ADA-Track++: End-to-End Multi-Camera 3D Multi-Object Tracking with Alternating Detection and Association

Many query-based approaches for 3D Multi-Object Tracking (MOT) adopt the tracking-by-attention paradigm, utilizing track queries for identity-consistent detection and object queries for identity-agnostic track spawning. Tracking-by-attention, however, entangles detection and tracking queries in one embedding for both the detection and tracking task, which is sub-optimal. Other approaches resemble the tracking-by-detection paradigm and detect objects using decoupled track and detection queries followed by a subsequent association. These methods, however, do not leverage synergies between the detection and association task. Combining the strengths of both paradigms, we introduce ADA-Track++, a novel end-to-end framework for 3D MOT from multi-view cameras. We introduce a learnable data association module based on edge-augmented cross-attention, leveraging appearance and geometric features. We also propose an auxiliary token in this attention-based association module, which helps mitigate disproportionately high attention to incorrect association targets caused by attention normalization. Furthermore, we integrate this association module into the decoder layer of a DETR-based 3D detector, enabling simultaneous DETR-like query-to-image cross-attention for detection and query-to-query cross-attention for data association. By stacking these decoder layers, queries are refined for the detection and association task alternately, effectively harnessing the task dependencies. We evaluate our method on the nuScenes dataset and demonstrate the advantage of our approach compared to the two previous paradigms.
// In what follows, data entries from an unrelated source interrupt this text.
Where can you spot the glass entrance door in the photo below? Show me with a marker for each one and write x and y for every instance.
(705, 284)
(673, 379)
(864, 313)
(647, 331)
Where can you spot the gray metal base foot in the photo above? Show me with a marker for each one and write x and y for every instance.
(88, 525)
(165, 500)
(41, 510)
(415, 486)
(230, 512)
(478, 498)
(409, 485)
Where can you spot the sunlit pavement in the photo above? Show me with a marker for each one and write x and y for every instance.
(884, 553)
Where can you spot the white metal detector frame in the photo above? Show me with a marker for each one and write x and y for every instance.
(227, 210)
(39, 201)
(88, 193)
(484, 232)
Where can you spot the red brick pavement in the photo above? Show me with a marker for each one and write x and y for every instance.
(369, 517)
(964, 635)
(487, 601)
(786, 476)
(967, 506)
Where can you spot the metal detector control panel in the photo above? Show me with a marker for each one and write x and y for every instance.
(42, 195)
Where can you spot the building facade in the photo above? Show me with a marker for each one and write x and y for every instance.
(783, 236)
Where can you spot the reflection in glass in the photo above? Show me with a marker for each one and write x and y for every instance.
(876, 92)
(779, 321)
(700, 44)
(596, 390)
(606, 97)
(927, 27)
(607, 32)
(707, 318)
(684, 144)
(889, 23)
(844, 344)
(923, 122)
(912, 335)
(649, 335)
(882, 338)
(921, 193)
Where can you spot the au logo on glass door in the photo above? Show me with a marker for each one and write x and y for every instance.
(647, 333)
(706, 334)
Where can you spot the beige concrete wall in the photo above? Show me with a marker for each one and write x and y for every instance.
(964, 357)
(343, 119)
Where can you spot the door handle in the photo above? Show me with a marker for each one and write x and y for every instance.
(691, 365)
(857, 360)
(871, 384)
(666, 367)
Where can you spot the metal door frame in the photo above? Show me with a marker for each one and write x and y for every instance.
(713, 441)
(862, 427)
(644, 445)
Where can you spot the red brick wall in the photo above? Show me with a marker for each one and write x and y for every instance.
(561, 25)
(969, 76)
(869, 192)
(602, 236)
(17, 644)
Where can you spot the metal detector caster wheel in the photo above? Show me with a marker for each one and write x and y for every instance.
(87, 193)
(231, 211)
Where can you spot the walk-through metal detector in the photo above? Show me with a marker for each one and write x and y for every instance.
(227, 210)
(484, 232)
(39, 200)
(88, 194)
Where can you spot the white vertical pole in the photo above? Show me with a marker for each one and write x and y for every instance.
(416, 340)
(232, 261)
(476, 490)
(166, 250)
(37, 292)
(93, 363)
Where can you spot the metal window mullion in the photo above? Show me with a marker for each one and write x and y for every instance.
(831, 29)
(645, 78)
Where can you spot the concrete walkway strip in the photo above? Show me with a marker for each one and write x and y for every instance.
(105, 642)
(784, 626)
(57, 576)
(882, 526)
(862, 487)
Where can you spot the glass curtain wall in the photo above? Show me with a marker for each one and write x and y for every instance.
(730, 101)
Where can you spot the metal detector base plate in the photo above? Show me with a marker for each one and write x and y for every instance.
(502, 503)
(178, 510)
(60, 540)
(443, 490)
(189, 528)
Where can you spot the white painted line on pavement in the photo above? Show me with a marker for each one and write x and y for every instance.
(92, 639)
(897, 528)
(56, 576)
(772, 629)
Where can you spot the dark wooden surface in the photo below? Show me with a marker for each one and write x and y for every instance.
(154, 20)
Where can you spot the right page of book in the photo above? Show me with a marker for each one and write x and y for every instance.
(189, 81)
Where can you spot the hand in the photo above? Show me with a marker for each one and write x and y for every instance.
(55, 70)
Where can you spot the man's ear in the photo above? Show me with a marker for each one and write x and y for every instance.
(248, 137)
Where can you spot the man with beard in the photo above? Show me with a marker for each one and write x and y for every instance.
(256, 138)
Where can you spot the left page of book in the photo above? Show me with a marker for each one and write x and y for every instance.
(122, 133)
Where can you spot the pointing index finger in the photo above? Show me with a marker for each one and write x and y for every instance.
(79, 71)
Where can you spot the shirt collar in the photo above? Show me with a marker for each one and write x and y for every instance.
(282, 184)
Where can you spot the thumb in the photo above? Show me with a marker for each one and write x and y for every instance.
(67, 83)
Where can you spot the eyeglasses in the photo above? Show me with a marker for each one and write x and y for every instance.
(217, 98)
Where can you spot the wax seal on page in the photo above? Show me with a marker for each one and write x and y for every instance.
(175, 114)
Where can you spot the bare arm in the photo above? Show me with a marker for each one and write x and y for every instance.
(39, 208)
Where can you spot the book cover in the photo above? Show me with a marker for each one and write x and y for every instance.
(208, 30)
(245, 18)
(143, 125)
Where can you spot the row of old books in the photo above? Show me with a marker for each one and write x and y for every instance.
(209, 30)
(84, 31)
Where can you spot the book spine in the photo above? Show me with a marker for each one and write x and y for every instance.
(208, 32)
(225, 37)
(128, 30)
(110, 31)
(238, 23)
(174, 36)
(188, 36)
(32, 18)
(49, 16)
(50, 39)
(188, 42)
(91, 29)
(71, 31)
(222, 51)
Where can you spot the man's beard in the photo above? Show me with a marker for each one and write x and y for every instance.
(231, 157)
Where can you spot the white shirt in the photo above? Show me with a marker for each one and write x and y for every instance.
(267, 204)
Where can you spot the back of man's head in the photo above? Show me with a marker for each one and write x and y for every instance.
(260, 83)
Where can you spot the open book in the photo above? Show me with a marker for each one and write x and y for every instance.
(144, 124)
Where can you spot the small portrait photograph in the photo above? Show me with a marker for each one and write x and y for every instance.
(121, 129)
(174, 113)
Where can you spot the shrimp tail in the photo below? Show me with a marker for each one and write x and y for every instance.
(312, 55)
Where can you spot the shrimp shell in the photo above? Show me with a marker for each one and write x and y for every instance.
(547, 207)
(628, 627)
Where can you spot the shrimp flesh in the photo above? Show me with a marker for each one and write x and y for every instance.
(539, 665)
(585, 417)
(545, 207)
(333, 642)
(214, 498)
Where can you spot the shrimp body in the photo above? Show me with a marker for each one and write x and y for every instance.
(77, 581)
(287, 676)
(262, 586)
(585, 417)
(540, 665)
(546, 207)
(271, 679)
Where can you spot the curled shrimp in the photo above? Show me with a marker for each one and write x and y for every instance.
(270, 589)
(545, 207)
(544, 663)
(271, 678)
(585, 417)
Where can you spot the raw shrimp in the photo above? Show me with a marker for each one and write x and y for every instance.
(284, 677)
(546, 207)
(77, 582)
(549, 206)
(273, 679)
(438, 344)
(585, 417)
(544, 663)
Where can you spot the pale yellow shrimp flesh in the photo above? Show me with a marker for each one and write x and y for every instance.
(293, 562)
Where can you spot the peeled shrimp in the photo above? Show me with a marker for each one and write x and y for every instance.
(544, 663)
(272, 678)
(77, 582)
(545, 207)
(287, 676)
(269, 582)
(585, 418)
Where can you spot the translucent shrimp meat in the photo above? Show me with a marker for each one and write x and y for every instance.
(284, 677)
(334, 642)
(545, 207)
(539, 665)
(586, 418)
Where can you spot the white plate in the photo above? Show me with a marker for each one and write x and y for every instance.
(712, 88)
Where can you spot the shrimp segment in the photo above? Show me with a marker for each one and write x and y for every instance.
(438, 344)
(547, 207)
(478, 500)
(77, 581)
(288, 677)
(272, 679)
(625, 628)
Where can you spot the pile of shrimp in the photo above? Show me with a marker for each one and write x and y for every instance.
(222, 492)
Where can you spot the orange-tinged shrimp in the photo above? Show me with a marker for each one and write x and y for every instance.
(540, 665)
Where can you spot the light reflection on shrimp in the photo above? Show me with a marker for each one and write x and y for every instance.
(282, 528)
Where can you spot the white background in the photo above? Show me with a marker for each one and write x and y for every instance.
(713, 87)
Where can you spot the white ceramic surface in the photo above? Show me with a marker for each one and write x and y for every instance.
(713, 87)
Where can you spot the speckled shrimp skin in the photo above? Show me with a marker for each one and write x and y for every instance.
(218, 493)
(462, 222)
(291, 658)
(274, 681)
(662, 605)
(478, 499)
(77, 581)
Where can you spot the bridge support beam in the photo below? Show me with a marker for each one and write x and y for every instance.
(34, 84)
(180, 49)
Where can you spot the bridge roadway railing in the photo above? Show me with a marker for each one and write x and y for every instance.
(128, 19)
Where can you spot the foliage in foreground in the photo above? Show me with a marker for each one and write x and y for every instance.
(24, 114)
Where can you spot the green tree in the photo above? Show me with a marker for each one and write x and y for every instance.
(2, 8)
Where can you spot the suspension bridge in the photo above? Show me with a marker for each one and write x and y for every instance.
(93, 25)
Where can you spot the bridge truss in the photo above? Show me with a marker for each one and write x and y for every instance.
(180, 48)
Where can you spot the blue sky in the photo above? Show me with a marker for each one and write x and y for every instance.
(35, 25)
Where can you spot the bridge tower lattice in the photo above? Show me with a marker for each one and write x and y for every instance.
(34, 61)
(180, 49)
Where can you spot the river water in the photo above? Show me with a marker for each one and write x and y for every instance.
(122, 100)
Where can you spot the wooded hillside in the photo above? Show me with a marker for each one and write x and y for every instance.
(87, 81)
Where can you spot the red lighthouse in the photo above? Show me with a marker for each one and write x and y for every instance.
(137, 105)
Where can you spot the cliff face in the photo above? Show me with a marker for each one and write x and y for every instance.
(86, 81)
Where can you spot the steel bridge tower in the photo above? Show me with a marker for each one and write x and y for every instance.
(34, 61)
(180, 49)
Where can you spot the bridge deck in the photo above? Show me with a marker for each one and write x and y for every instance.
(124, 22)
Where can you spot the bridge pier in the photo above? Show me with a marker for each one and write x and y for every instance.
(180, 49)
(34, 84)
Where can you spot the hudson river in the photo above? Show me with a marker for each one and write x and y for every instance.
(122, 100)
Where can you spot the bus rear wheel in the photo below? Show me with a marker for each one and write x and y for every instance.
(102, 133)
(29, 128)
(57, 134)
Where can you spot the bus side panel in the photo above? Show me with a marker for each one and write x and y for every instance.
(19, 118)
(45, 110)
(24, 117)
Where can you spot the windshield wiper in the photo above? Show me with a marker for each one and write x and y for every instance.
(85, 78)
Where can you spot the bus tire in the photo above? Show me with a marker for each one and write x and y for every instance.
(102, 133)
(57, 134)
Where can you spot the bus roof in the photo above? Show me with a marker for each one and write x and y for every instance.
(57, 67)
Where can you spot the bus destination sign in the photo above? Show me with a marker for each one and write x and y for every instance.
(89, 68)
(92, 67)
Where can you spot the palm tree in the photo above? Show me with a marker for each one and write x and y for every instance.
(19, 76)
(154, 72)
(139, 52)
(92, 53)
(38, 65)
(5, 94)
翻译：许多基于查询的三维多目标跟踪方法采用"通过注意力进行跟踪"的范式，利用轨迹查询进行身份一致性检测，并使用对象查询进行身份无关的轨迹生成。然而，这种范式将检测任务与跟踪任务的查询纠缠在同一个嵌入表示中，这并非最优方案。其他方法则类似于"通过检测进行跟踪"的范式，先使用解耦的轨迹查询和检测查询进行目标检测，再进行后续关联。但这些方法未能充分利用检测任务与关联任务之间的协同效应。为融合两种范式的优势，本文提出ADA-Track++——一种面向多视角相机的端到端三维多目标跟踪新框架。我们引入基于边缘增强交叉注意力的可学习数据关联模块，该模块能同时利用外观特征与几何特征。在此基于注意力的关联模块中，我们还提出了一种辅助令牌，有助于缓解因注意力归一化导致的错误关联目标获得过高注意力的问题。进一步地，我们将该关联模块集成到基于DETR的三维检测器的解码器层中，使其能够同时执行类似DETR的查询-图像交叉注意力（用于检测）和查询-查询交叉注意力（用于数据关联）。通过堆叠这些解码器层，查询向量得以在检测任务与关联任务之间交替优化，从而有效利用任务间的依赖关系。我们在nuScenes数据集上评估了所提方法，实验结果证明了本方法相较于前述两种范式的优越性。